I’ve written about love, maybe even before I truly knew it. I’d like to think of love as someone I’ve seen but never the pleasure of becoming formally acquainted with. I knew what she looked like all the way down to the way she walked. I knew her well enough to write about her frequently. I guess I thought as many times as I’ve seen her that I would have enough preconceived notions to write about who I thought she was. And I did, I had much to say like we were best friends, as though we sat together with our legs stretched out on opposite sides of the couch with a class of red wine laughing through the night. I admired her, I wanted to be her. So I would write about her because I had felt some of her in my past relationships. I mean it wasn’t the real deal but that doesn’t mean there weren’t fragments of her lingering around special moments or touches. It wasn’t like she wasn’t there when meaningful words were spoken because she most definitely was, it’s just that she never stayed too long. It’s probably because she knew what I didn’t at the time; that she shouldn’t be there. I care deeply about the men I’ve dated and I have a special kind of love for them but I still hadn’t seen her as a permanent fixture in any of the relationships I’ve ever had so I was in search of her, waiting for the perfect moment that I would find him and there she would next to him; complacent, without the slightest intention of ever leaving because I had finally found the man that would make me believe.
Then something changed in me. I wrote this on my Facebook status when the greatest epiphany hit me like a bullet in love…
“I'm really really lucky and just really really happy and it occurs to me that no I'm not lucky, God is just in the process of swallowing up the last traces of doubt I held on to when I thought...when I thought it just might not be in the cards for me. But He's holding this ace, I still might not win, but He's holding this ace and I believe...”
Not only was I doubtful of this "love” but it was the kind of love I created in stories because that was the only place I could see it. What I saw, many believed was just not reality and in the end, that I should simply be satisfied in a good man and be glad. But I would like to think in an ordinary world, there are sparks of extraordinary that go beyond the law of science. There is a magic or miracle slipping through the cracks of the sky and into our hearts. They are so rare that an unbelieving heart would simply be a skeptic from the beginning but our God so giving, still spies with a keen eye of the few lucky enough to witness or feel more than this reality could ever give. So a piece of heaven He gives; a piece of true love He gives.

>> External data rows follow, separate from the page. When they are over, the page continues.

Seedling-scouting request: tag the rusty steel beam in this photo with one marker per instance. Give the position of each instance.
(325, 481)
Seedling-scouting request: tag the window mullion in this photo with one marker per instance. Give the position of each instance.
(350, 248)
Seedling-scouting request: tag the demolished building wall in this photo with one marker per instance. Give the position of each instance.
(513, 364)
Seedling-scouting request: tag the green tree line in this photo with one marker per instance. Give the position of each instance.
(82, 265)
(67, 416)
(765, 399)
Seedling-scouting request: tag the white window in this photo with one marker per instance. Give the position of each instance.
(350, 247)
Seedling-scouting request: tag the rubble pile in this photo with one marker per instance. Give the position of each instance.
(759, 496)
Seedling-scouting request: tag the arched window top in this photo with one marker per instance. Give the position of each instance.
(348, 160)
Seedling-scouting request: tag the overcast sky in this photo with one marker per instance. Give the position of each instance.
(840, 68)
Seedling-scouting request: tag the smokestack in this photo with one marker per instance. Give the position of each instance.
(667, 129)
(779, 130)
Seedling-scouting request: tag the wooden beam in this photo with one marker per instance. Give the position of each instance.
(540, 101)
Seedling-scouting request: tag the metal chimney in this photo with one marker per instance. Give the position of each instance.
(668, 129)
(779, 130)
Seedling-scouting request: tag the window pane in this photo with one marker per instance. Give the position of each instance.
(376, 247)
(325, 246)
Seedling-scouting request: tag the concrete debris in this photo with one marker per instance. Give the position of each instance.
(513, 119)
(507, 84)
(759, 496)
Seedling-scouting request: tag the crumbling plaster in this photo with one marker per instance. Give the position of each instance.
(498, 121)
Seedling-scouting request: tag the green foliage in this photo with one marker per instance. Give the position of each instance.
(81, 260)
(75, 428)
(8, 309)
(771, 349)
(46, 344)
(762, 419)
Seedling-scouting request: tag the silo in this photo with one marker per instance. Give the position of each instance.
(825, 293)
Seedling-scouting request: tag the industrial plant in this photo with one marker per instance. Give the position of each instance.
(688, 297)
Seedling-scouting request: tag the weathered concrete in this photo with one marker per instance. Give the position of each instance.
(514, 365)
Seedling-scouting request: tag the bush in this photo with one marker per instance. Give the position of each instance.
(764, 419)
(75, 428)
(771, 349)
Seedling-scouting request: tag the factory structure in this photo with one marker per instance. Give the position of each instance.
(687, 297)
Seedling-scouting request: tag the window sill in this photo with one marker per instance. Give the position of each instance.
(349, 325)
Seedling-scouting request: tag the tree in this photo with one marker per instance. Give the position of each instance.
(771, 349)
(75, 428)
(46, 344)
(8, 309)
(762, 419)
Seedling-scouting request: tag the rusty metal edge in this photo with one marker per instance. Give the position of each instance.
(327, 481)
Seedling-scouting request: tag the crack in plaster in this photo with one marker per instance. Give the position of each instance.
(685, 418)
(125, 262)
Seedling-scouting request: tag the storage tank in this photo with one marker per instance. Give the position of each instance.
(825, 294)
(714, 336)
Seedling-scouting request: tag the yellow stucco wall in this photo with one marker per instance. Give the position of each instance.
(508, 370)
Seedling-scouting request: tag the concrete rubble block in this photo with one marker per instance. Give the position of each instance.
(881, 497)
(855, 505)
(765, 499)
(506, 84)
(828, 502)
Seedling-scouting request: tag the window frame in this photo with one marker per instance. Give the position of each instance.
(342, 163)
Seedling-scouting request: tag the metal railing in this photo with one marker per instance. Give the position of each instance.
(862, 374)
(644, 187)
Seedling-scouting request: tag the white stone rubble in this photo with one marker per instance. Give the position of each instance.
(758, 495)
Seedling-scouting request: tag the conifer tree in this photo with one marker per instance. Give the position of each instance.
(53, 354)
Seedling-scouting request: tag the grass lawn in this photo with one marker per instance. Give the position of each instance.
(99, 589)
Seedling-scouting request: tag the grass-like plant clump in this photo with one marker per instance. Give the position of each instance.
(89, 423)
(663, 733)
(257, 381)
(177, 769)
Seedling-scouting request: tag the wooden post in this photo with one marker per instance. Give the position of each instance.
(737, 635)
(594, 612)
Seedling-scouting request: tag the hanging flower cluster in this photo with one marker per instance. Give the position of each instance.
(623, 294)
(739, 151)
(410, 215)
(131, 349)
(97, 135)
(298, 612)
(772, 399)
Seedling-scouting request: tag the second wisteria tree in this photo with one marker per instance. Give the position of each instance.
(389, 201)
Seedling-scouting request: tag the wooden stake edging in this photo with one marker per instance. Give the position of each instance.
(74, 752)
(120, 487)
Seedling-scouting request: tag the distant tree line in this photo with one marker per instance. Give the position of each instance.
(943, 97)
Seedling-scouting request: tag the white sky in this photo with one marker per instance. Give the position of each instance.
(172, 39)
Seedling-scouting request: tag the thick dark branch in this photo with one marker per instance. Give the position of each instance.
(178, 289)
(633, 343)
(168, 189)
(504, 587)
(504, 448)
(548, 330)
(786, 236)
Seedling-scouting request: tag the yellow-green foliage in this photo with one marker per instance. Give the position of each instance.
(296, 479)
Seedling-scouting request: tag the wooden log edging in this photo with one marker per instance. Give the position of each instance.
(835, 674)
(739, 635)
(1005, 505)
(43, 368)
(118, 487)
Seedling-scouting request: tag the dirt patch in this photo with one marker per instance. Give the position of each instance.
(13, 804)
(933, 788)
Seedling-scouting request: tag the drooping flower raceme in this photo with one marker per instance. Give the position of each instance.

I had a plan for myself I thought, just in case I no longer understood Gods’. In case I had to watch the luminance of the sunsets alone. In case my fingers would have to roam the cotton sheets of my bed instead of the touch of “his” skin every morning. In case I had no hands to reach for me, no arms to hold me, no kiss to surrender in. I know I wouldn’t blame God for it, knowing He knew better than I. I trusted His plan even if I didn’t understand one bit of it but it didn’t help that I was undermining Him with my own secret plan; I really wasn’t trusting at all. I wanted to be prepared for the outcome that marriage may not happen, that the love I had always written about or dreamt about may not come. Now that I come to think about it, my plan was simple, not to undermine God but to accept the fate God had given me; to be content with the fact that I could be alone. That I could watch the sunset alone and find contentment with it and much more importantly; happiness. Essentially, I was finding the assurance to do what I knew inside I was more than capable of doing. I would travel, I would fall in love with strangers, I wouldn’t stop living just because I had to live alone.
I’m still unsure of my fate when it comes to love. I have no idea if I’ll find my storybook love or if I’ll just moved to some far off island but I do believe and I think that’s all that matters…
Beautiful words from a beautiful grown lady. Although my feelings about love aren't the same as you, by my own doing. I think there is a certain truth found in love. Finding it out is worth it even if you get hurt.